Le whodunit contemporain connaît un renouveau porté par de nouveaux auteurs et des supports variés. Anthony Horowitz, avec ses romans tels que La Maison de soie ou Magpie Murders, joue habilement avec les codes classiques tout en leur insufflant une modernité narrative. Sophie Hannah, choisie pour prolonger les enquêtes d’Hercule Poirot avec l’accord des ayants droit d’Agatha Christie, propose des intrigues complexes et actuelles.
Par ailleurs, la littérature nordique, avec des auteurs comme Ragnar Jónasson (série Dark Iceland) ou Camilla Läckberg, renouvelle le genre en l’ancrant dans des contextes sociaux contemporains, où la psychologie des personnages joue un rôle central. Le whodunit s’invite également dans les séries télévisées et les formats hybrides, à l’image de Only Murders in the Building ou de À couteaux tirés de Rian Johnson, qui redonnent ses lettres de noblesse au genre sur le petit et grand écran.
Ces œuvres contemporaines témoignent de la vitalité du whodunit, capable de s’adapter aux préoccupations modernes tout en conservant sa structure essentielle fondée sur l’énigme, le suspense et la révélation finale.
Le personnage créé par Arthur Conan Doyle incarne le détective rationnel et méthodique, dont la réputation repose sur une aptitude remarquable à déduire la vérité à partir d’observations apparemment insignifiantes. De prime abord, tout semble le rattacher au whodunit. Pourtant, une analyse approfondie permet de nuancer cette affiliation.
Bien que l’on classe souvent Sherlock Holmes parmi les figures emblématiques du whodunit, certains spécialistes considèrent que ses aventures relèvent davantage du roman d’énigme que du pur whodunit. En effet, dans plusieurs récits de Conan Doyle, l’identité du coupable est connue relativement tôt, et l’enjeu repose plutôt sur la manière dont Holmes parvient à démontrer sa culpabilité.

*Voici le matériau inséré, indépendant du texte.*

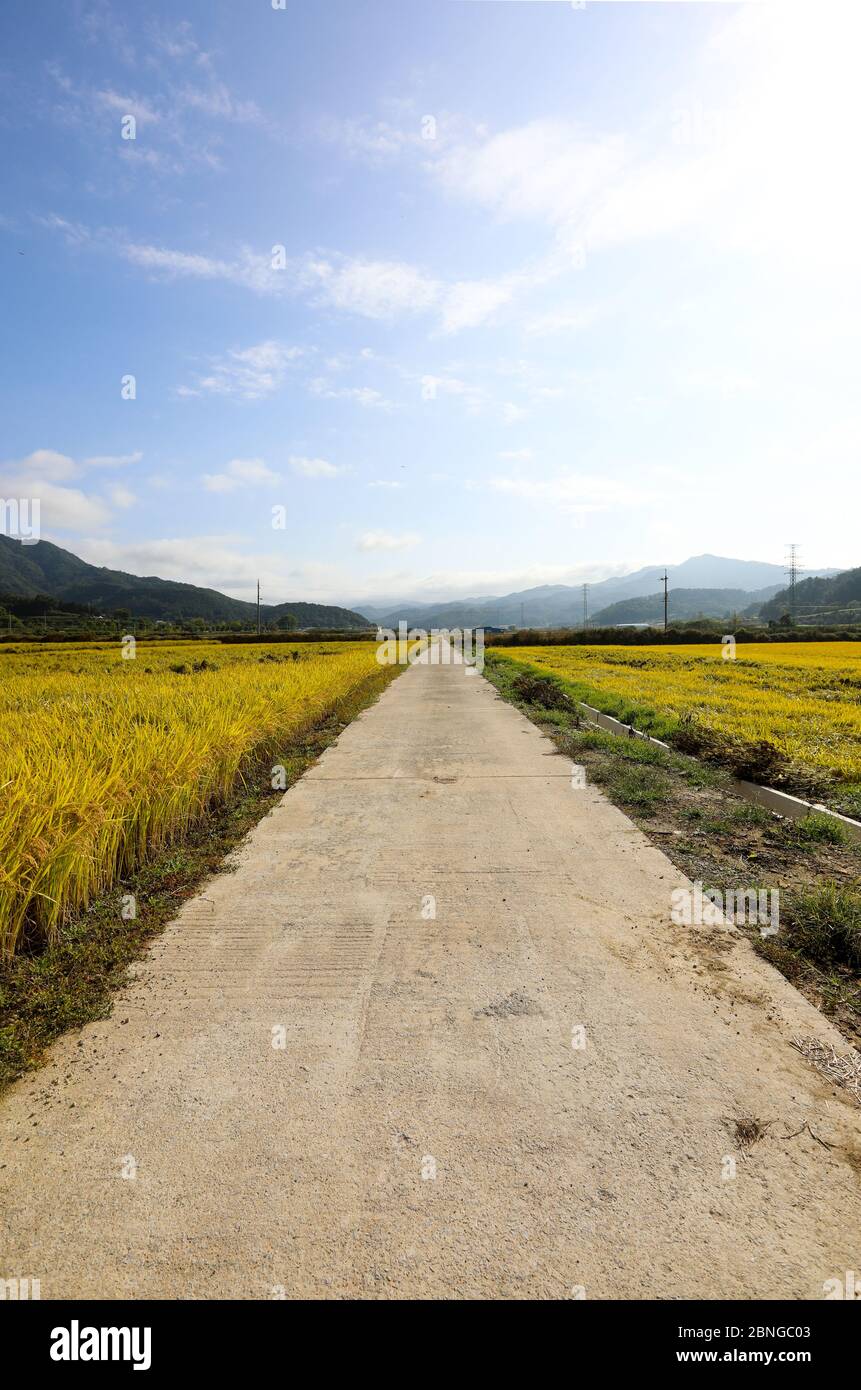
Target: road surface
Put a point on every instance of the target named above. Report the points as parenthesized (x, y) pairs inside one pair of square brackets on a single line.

Le plaisir de lecture ne vient pas tant de la découverte du « qui » (who), mais du « comment » (how) et du « pourquoi » (why).
Par exemple, dans Le Chien des Baskerville, l’ambiance gothique et l’élaboration de l’atmosphère priment sur le dévoilement progressif des suspects. De même, dans Une étude en rouge, la narration bifurquée et le récit à rebours éloignent l’intrigue d’une structure classique de whodunit.
Cependant, certains récits, comme Le Signe des Quatre ou Le mystère de la Vallée de Boscombe, adoptent une construction plus typique du whodunit, avec une énigme centrale, des suspects multiples et une révélation finale.
Il faut donc distinguer deux usages : Sherlock Holmes a influencé les auteurs de whodunit et en partage plusieurs mécanismes (rationalité, confrontation finale, indices), mais son univers littéraire est plus vaste que le seul cadre du whodunit. Il en est une préfiguration, un modèle partiellement conforme.
Le whodunit, genre à la fois intellectuel et ludique, continue d’inspirer la littérature contemporaine comme les séries télévisées. Son art de dérouter pour mieux révéler, de jouer avec les apparences pour aboutir à la vérité, en fait un exercice de style à part entière. Si Sherlock Holmes n’en est pas l’incarnation la plus pure, il n’en demeure pas moins une figure fondatrice dont l’ombre plane sur tout le genre. Le whodunit est ainsi moins une formule stricte qu’une tradition en évolution, nourrie par ses racines et renouvelée par ses variations.